TheIsland of Capraia is in the Strait of Corsica, and, since it measures 19 square kilometres, it is the third largest island in the Tuscan Archipelago.The island, a single Commune in the Province of Livorno, has about 300 inhabitants, and at a distance of 54 km, the furthest from the mainland, is actually nearer Corsica than Italy; this explains why it is also considered the most "rugged" of the islands in the archipelago.
When the penal settlement closed down towards the end of the 1980s, Capraia started to open its doors to tourists, encouraging them to come and see its natural and historic beauty.
There are two populated areas on the island: the port and the small town, that is also the oldest part, behind the Fort of San Giorgio.
Capraia is considered a small, geological paradise because it is the only volcanic island in the Archipelago that came to be from a double eruption: the first one was about 10 million years ago and gave the island its shape, and the second one was about 1 million years ago, on which much research has been carried out.
Steep cliffs with a sheer drop right down to the sea, and suggestive rocksthat over the years the wind and sea have made smooth and clean, are proof of the various eruptions that brought about the different layers of lava. All this can easily be seen in the famous Cala Rossa, without a doubt one of the most unique coves in the Archipelago, where the cone shaped rock walls go from red to black.
The most mountainous part of Capraia is the central part, and Monte Castello, 445 metres above sea level, is the highest peak. This part of the island is rich in lush, Mediterranean shrubs like heather, strawberry trees, lentisks and myrtle, and here you will also find the small water basin known as the Stagnone. There are also numerous, very rare, endemic species of wild plants here, some of which grow on the tiny island of Peraiola (or Seagull Island): Capraia Linaria, the dwarf borage and the Capraia centaurea.
As far as the fauna is concerned, there is significant birdlife here, some there all year round and others that are migratory. Sea birds like cormorants, shearwaters and the rare Audouin's gull whose image flying high above the waves is used as symbol of the Tuscan National Park, can be seen here. Land birds like the small, citril finch, the kestrel, the peregrine hawk and the raven can also be seen.
The sea bed in Capraia is much loved by snorkellers and deep sea divers, because there is a great amount of Posidonia rich in groupers, dentex and gilthead bream. Don't forget that there are also many cetaceans in this area of the Mediterranean, and for this reason the Pelagos International Sanctuary of Marine Mammalshas been created, and is the largest protected sea area in Europe, covering the French, the Monegasque and the Italian territory; here you have the chance of seeing blue whales and striped dolphins.
There are also many places of historical interest in Capraia, that you can get to by simply following the paths and mule tracks: the ex Penal Settlement, the Port Tower, the Church of Santo Stefano, the Church of the Assumption, the Church of San Nicola, the Church and Convent of San Antonio, the Fort of San Giorgio, as well as numerous beaches, coves and grottos.

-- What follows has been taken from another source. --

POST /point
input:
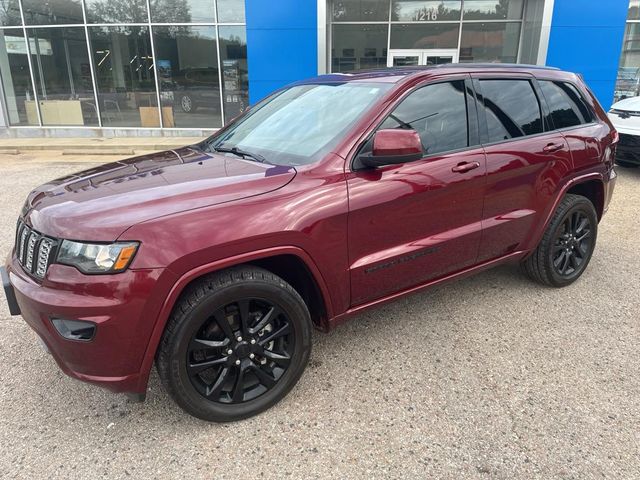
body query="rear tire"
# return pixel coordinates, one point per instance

Both the coastals area that lie between Punta della Manza and Punta del Trattoio as well as the sea area here are to be considered areas that are entirely protected (A zone), and here not only are visitors not allowed, but sailing, fishing and deep sea diving are strictly forbidden. There are two coastal areas that are considered above all under full protection: Trattoio and Linguelle, both surrounded by many "buffers", or shock absorbers
The rest of the island, apart from the free area between Punta del Porto Vecchio and that of Bellavista (opposite the town), are part of the B Area:the Park Authorities have put restrictions on fishing. There are two areas inside the B zone where there are very strict rules: Monterosso and the area known as Cerniopoli.
In these new areas with restictions, passed by law in July 2017, although a smaller area has now been classed as under complete protection, ensures protection of those species listed in the regulations as well as that of the most important areas. The new A zone that includes coastal areas with bays, inlets and promontories, means that the areas under complete protection are larger than before.
No special permission is needed if you want to go to Capraia, and you can get there from the port of Livorno at any time of the year, while during the sumer months you can sail from San Vincenzo and the Island of Elba (Portoferraio and Marciana Marina).